As much as I wanted to impress myself and others, my heart just wasn’t in it. I didn’t dare to try to be an artist, because people told me that art could only be a hobby. It was when I was 16 that everything changed. After my attempt I was in a psychiatric ward where I was extremely self destructive and I didn’t want a future at all. All I wanted was to die. That experience changed me – I was afraid of leaving the house, because I would be overwhelmed and have panic attacks for a long time after coming home from the ward. I knew that I couldn’t go back to school, because of fear and anxiety, so I felt crushed when I became someone I’d never guessed I’d be – a high-school dropout. I was in the Boxhill ward when when my family said they would support me if I wanted to be an artist. I was so emotional when I was given this support to be someone I always wanted to be inside .
5 years ago I would never expect that my life would be the way it is. It is so scary to think about the future. People focus so much on what career we have and not who they are as a person. When thinking about the future, you can be so obsessed with the outcome that you never end up doing it. I find this particularly hard since I’m impatient and I often have my head stuck in the clouds. I write down so many goals of what I’d like to do and because my vision is always looking at the future, I end up not doing it in the now. The thing about being in the now is that you can see our current status. Our morals, values, beliefs and identity can be pulled apart and analysed. Are you satisfied with who you are? Do your actions reflect your values or what you find important? What parts do you wish to accept? What parts need to grow or change?

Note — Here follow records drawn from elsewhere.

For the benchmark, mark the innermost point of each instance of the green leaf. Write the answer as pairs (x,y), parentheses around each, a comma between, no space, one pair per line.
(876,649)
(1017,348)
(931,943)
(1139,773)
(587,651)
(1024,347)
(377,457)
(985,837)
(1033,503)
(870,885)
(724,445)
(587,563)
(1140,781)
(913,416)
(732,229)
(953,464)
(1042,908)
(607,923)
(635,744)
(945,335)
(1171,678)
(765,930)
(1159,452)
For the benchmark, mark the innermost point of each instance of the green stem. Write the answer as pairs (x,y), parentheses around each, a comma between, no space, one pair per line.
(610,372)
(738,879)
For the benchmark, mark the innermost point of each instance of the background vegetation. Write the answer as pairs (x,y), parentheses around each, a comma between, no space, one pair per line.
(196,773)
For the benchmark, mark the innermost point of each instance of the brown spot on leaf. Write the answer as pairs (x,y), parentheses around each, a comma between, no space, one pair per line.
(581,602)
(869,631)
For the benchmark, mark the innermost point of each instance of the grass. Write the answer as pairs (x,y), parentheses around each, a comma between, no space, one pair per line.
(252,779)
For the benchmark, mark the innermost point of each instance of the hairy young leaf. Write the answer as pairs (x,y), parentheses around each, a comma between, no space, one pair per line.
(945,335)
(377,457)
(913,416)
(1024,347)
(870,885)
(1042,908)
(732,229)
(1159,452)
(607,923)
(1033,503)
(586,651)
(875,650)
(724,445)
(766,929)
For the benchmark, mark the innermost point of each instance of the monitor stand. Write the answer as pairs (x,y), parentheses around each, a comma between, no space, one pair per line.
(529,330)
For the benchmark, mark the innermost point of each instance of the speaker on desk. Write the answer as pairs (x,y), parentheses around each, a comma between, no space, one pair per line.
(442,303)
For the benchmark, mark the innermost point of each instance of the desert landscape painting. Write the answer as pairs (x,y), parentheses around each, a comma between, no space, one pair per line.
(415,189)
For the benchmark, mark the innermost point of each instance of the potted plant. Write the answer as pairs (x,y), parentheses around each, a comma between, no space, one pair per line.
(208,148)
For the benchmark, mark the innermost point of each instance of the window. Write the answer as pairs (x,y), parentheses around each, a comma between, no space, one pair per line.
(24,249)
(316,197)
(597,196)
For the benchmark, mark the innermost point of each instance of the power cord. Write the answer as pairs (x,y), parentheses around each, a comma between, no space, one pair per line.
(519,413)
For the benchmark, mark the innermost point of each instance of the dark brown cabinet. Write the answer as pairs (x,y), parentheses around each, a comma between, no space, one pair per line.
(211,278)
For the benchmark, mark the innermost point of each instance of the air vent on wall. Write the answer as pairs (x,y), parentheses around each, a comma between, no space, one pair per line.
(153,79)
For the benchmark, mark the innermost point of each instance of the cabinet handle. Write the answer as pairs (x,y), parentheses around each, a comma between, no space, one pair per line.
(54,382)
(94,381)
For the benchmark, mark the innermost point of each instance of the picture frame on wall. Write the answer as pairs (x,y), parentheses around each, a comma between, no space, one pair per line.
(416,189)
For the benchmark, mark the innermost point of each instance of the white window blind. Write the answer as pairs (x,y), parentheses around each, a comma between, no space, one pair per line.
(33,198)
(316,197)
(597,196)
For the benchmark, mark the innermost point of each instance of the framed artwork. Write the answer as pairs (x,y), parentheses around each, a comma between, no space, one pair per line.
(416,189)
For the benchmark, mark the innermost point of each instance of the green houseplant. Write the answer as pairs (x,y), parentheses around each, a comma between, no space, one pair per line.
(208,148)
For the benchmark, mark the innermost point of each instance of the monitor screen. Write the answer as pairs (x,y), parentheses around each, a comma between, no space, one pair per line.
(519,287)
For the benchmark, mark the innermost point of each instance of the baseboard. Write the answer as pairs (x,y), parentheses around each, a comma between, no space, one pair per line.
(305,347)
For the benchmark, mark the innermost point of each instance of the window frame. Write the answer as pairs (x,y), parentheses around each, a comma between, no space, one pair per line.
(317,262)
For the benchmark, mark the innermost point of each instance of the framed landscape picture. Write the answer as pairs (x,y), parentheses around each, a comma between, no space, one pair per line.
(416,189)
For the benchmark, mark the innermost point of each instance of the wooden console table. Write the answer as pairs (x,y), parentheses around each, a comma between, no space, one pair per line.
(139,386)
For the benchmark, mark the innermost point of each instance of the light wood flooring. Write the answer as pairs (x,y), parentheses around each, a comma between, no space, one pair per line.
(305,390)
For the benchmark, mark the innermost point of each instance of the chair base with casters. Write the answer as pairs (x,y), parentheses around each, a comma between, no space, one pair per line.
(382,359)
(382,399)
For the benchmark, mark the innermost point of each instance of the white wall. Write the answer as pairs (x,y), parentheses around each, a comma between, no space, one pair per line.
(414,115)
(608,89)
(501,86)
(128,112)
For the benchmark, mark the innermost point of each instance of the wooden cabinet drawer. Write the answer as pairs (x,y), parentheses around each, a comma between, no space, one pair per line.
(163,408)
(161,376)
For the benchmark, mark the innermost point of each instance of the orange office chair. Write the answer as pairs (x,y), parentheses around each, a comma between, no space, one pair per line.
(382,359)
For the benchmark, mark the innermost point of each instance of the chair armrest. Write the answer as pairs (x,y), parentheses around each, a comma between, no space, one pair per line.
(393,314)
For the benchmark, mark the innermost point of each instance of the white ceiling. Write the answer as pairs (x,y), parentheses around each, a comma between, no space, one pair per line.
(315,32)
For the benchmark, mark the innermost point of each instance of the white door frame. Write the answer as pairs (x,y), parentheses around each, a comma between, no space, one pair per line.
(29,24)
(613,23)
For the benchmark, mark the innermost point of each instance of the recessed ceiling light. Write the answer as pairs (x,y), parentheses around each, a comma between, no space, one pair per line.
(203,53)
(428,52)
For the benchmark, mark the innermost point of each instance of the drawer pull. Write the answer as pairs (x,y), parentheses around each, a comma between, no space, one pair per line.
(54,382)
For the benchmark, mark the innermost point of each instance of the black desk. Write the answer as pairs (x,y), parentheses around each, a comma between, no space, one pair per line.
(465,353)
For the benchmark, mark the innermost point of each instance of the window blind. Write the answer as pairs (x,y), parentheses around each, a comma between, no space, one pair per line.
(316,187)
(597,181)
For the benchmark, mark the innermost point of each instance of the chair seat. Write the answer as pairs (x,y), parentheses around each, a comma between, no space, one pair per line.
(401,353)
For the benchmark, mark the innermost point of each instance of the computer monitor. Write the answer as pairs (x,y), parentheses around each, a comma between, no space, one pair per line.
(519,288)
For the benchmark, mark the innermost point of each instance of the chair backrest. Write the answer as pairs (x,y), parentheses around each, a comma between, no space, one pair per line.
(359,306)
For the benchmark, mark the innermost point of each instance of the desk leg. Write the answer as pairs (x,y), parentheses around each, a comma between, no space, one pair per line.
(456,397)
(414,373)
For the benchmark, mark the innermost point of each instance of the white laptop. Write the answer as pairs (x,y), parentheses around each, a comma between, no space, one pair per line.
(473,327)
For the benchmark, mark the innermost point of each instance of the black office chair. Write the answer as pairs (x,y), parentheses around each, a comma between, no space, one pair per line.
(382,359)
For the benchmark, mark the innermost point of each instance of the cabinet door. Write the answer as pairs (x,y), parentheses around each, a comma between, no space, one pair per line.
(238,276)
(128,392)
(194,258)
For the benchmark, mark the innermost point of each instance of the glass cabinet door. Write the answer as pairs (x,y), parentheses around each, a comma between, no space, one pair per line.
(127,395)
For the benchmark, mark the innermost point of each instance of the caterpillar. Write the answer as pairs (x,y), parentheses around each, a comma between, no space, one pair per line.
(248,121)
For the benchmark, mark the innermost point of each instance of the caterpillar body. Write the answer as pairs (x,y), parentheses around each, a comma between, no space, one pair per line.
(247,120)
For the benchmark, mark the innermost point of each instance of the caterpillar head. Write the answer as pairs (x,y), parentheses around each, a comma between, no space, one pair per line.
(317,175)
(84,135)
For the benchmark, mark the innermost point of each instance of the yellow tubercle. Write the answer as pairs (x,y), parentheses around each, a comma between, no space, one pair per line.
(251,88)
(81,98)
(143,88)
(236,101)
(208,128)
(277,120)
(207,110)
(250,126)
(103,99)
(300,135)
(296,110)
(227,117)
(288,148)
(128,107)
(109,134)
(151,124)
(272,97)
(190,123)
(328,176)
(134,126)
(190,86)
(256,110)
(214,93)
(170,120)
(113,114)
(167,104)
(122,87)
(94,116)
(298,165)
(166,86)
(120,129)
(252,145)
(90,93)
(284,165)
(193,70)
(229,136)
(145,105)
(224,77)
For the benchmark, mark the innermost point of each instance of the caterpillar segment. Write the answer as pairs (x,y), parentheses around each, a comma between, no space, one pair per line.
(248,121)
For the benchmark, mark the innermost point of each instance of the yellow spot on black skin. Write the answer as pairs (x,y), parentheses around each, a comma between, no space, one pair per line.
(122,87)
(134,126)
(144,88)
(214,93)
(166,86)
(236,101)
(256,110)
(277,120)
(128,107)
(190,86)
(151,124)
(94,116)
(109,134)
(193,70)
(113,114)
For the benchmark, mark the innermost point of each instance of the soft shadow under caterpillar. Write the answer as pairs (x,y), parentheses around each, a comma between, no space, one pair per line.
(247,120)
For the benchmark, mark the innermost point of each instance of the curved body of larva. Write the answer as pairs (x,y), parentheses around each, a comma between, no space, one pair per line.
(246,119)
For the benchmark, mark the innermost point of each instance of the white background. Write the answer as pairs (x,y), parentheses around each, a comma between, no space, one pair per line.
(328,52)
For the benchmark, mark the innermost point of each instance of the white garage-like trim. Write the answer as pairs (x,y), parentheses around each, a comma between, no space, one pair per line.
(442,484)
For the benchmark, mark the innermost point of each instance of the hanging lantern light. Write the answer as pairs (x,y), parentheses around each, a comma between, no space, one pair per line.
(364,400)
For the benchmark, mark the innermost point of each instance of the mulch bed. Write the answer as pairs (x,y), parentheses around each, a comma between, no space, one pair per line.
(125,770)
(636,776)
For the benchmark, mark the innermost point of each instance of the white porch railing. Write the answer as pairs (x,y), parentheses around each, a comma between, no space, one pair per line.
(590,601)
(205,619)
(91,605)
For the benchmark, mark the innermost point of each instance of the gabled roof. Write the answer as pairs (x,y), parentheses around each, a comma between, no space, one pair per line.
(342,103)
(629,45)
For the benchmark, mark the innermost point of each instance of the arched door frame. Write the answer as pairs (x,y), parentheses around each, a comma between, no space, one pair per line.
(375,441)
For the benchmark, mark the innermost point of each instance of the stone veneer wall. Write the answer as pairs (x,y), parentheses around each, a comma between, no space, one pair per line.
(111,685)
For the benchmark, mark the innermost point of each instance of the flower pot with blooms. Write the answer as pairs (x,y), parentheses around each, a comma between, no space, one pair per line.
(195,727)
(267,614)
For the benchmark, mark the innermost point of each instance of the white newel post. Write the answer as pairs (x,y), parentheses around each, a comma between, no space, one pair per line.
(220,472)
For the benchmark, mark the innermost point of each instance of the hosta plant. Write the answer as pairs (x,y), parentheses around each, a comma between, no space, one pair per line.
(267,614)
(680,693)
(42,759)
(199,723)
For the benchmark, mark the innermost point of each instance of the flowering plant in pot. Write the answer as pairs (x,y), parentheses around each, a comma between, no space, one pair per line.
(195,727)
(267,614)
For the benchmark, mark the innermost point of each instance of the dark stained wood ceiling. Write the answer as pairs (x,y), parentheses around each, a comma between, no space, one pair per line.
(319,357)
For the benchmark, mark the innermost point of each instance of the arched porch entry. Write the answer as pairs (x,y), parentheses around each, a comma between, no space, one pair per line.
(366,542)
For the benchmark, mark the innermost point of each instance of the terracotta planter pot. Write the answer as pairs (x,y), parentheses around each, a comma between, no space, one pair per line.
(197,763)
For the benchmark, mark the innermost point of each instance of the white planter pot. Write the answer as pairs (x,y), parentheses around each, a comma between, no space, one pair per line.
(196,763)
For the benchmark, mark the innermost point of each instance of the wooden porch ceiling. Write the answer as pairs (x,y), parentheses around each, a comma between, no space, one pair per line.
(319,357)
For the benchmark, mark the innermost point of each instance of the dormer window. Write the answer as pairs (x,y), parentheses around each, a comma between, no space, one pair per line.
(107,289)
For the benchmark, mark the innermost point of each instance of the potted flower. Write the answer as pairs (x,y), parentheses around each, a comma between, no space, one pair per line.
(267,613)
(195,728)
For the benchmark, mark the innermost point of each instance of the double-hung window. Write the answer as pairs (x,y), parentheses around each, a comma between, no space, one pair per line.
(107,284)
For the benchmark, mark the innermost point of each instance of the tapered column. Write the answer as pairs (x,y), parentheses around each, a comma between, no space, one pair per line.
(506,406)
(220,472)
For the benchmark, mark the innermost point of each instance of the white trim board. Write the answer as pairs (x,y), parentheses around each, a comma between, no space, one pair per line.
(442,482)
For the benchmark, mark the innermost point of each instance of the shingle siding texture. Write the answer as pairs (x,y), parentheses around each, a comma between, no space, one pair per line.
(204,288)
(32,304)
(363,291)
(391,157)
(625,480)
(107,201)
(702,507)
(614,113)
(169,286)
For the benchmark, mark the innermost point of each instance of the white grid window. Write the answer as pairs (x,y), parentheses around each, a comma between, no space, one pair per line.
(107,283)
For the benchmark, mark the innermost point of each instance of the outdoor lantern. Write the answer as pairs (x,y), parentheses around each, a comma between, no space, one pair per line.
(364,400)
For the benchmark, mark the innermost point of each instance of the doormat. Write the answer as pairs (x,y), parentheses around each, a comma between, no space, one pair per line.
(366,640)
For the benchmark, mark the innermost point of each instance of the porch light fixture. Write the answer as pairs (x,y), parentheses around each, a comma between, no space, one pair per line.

I know that picking yourself apart isn’t always kind. In fact, it can be extremely hard to accept it or see it. If you are not ready to do this, that’s okay. But when people ask you, “Where do you see yourself in five years?” I believe what is more important than your job, status in society or how much money you have, is who you are. Five years is a long time and people change. What kind of person do you wish to change to? Someone who is more generous? Kinder? Someone who has broken through hating yourself to loving yourself? Rather than asking, “What is your dream job?” we should ask, “What do you dream to become?” Loving yourself and who you are as of now is important, but the moment you don’t want to change at all is the moment you stop growing. Growth is so important and we should all open ourselves to it.
I ask myself, “What do you want to be in the future?” and my answer is to be more mindful and loving. What about you? What do you want to be?